Innocent human error and threats from within remain an issue. Misdirecting an email is a risk for every employee and every organization. Nearly two out of five people have sent an important email to the wrong recipient with a similar-looking surname, either by mistake or because of autocomplete. This error rises to more than half (51%) in the financial services industry and 41% in the legal sector.

Regardless of the fault, such human errors add another layer of security risk that is not malicious. A self-learning system can spot this error before sensitive information is shared incorrectly.

In response, Darktrace unveiled a significant update to its globally deployed email solution. This helps strengthen email security tools as organizations continue to rely on email as their primary collaboration and communication tool.

“Email security tools that rely on knowledge of past threats are failing to future-proof organizations and their people against email threats,” he said.

Darktrace’s latest email capability includes behavioral detection for misdirected emails that prevent intellectual property or confidential information from being sent to the wrong recipient, according to Heinemeyer.

AI Cyber ​​Security Initiative

By understanding what’s normal, AI security can determine what doesn’t belong in a particular person’s inbox. Email protection systems often get it wrong, with 79% of respondents saying their company’s spam/security filters wrongfully block important legitimate email from reaching their inboxes.

With a deep understanding of the organization and how the individuals within it interact with their inbox, AI can determine for each email whether it is suspicious and should be acted upon or if it is legitimate and should be left untouched.

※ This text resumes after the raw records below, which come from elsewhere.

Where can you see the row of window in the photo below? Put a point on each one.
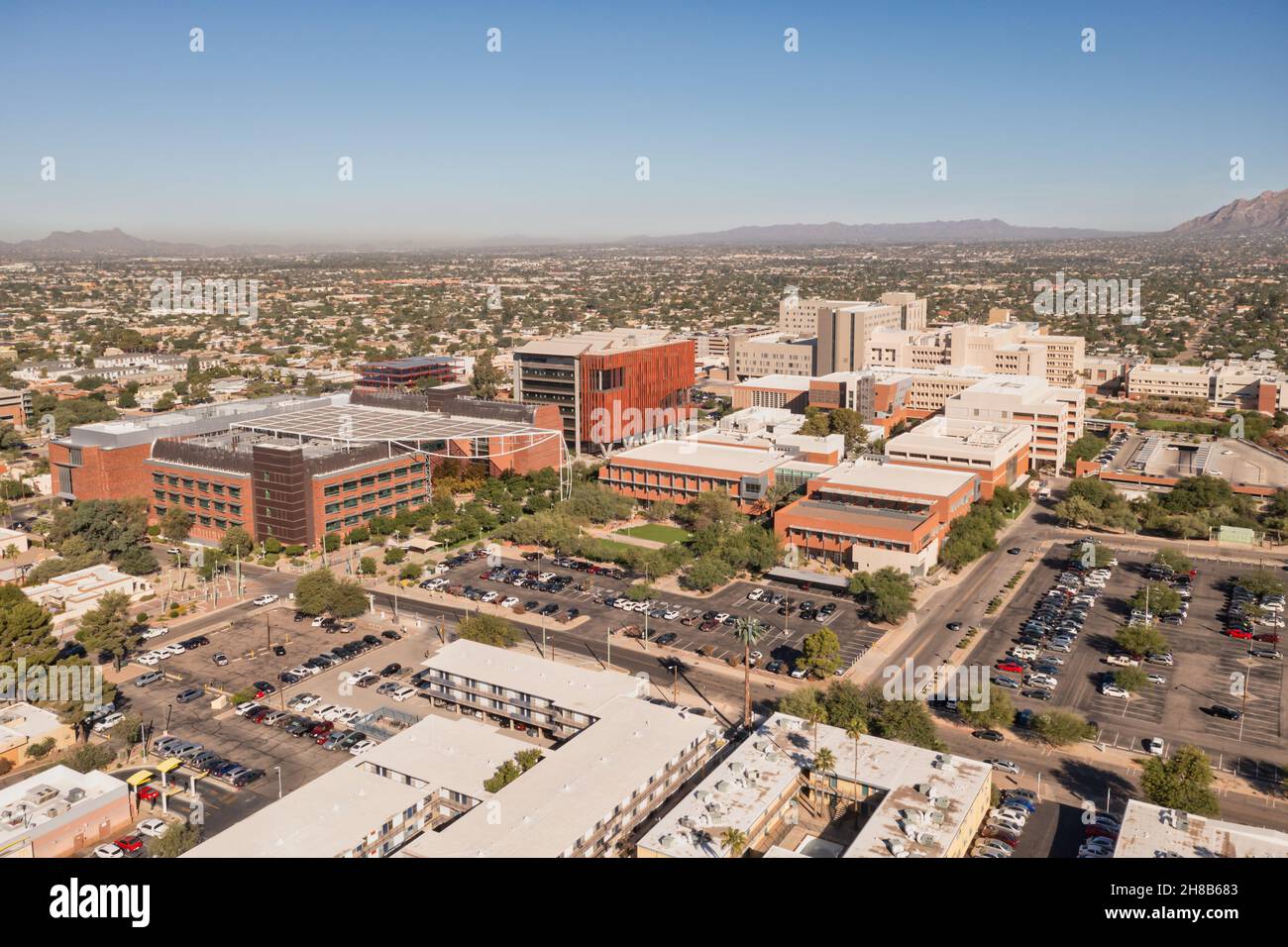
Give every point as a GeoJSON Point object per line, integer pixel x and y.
{"type": "Point", "coordinates": [218, 522]}
{"type": "Point", "coordinates": [372, 479]}
{"type": "Point", "coordinates": [188, 483]}
{"type": "Point", "coordinates": [355, 501]}
{"type": "Point", "coordinates": [201, 501]}
{"type": "Point", "coordinates": [357, 518]}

“Tools that work from knowledge of historical attacks will be no match for AI-generated attacks,” Heinemeyer offered.

Analysis of the attack shows significant linguistic deviations – both semantically and syntactically – compared to other phishing emails. This leaves little doubt that traditional email security tools, which operate from knowledge of historical threats, will fall short in picking up on the subtle indicators of these attacks, he explained.

Reinforcing this, research from Darktrace has shown that email security solutions, which include native, cloud and static AI tools, take an average of 13 days from the time a victim is attacked until the breach is detected.

“That leaves defenders vulnerable for about two weeks if they rely solely on these tools. AI defense that understands the business will be critical to detecting these attacks,” he said.

Need for AI-Human Partnership

Heinemeyer believes that the future of email security lies in a partnership between AI and humans. In this arrangement, algorithms are responsible for determining whether a communication is malicious or benign, thereby shifting the burden of responsibility away from humans.

“Training on good email security practices is important, but will not be enough to stop AI-generated threats that look like perfectly benign communications,” he warned.

One of the revolutions AI is enabling in the email space is a deeper understanding of “you”. Rather than trying to predict attacks, your understanding of employees’ behavior should be determined based on their email inbox, their relationships, tone of voice, emotions and hundreds of other data points, he argued.

“By leveraging AI to address email security threats, we not only mitigate risk but revitalize organizational trust and contribute to business outcomes. In this scenario, humans are freed up to operate at higher level, more strategic practices,” he said.

Not an insurmountable cyber security problem

The threat of offensive AI on the defensive side has been researched for a decade. Attackers will inevitably use AI to enhance their operations and maximize ROI, noted Heinemeyer.

“But it’s not something we would consider impossible from a defense perspective. The irony is that generative AI may screw up the social engineering challenge, but AI that knows you can parry,” he predicted.

Darktrace tests aggressive AI prototypes against the company’s technology to continually test the efficacy of its defenses in advance of this inevitable evolution in the attack landscape. The company is confident that AI coupled with deep business understanding will be the most powerful way to combat these threats as they continue to evolve.